La produzione di un impianto iuxta parte dall’esame radiologico CBCT o CT generalmente con la produzione di una dima radiologica per il paziente. Segue il design del dispositivo seguendo le tipologie indicate dal medico: impianto con connessioni implantari o con monconi fissi, per tecnica “screw-retained” o “press-fit” (Fig. 3). Il progetto viene condiviso con il clinico mediante software di visualizzazione dedicati e si procede alla stampa in Selective Laser Melting del titanio medicale grado 23. Seguono i trattamenti termici, le verifiche geometriche e laddove necessario le riprese in macchina CNC per le connessioni implantari. Una volta lavato e decontaminato, il dispositivo è pronto per il confezionamento e la consegna alla clinica. I tempi, dalla ricezione dell’esame radiologico alla consegna del device, sono di 3 settimane lavorative. I prezzi variano dalle estensioni e tipologie (con monconi o connessioni implantari): il range è indicativamente dai 700 euro ai 2650 nei casi totali full arch con connessioni MUA.


 

Impianto iuxta con connessioni MUA.
Fig. 3. Impianto iuxta con connessioni MUA.

 



Come vedi il futuro dell’implantologia iuxtaossea, in Italia e nel mondo? Quali le innovazioni future? Voi impiegate l’Intelligenza Artificiale per la modellazione degli impianti? 

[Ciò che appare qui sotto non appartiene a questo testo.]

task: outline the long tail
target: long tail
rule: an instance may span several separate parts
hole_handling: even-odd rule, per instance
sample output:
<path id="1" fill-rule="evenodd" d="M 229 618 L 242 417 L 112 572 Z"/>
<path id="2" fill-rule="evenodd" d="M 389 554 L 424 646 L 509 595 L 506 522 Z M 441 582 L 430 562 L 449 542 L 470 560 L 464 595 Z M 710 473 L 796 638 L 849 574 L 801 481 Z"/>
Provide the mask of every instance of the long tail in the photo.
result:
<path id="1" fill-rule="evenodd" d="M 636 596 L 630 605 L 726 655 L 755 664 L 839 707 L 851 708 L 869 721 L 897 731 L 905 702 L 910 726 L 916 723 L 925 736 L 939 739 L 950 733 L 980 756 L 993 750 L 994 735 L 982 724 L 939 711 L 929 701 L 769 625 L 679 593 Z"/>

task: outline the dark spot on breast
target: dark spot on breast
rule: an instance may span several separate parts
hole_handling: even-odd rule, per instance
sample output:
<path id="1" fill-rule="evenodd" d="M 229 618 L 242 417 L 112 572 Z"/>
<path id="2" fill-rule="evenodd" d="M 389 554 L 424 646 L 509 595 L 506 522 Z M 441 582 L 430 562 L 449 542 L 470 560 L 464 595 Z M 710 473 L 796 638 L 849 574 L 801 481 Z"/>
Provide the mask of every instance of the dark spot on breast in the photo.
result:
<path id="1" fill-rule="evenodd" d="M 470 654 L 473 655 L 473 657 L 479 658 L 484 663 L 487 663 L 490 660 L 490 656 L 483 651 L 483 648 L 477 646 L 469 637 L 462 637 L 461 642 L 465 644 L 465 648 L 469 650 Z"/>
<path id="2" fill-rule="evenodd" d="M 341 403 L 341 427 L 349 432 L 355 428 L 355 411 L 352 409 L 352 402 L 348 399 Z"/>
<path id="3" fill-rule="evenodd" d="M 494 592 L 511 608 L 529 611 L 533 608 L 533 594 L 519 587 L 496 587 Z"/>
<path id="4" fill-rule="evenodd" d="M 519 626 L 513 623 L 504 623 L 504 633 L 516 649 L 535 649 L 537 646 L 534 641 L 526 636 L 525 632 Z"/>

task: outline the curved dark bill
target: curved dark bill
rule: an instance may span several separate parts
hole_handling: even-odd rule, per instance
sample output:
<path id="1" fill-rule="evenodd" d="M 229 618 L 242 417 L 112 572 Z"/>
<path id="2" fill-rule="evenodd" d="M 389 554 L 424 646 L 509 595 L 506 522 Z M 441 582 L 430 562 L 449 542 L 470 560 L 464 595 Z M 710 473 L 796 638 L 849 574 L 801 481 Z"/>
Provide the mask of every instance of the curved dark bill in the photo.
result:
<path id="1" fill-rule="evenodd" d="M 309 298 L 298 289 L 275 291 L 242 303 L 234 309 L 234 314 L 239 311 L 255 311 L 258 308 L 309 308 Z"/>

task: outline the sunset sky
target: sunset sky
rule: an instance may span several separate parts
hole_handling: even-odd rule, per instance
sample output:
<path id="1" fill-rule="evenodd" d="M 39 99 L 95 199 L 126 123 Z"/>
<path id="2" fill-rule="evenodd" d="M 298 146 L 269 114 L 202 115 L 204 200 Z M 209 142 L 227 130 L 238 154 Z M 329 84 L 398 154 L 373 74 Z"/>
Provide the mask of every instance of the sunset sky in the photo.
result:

L’intelligenza artificiale è e sarà un contributo importante nella fase di imaging e di design; attualmente usiamo strumenti IA nella fase di segmentazione dei dicom, ma con un controllo continuo da parte dell’operatore. Gli impianti iuxta stanno vivendo una seconda giovinezza, e grazie alla precisione degli strumenti digitali unitamente alla scienza dei materiali, saranno sempre più impiegati nella soluzione delle piccole e grandi atrofie ossee dei mascellari.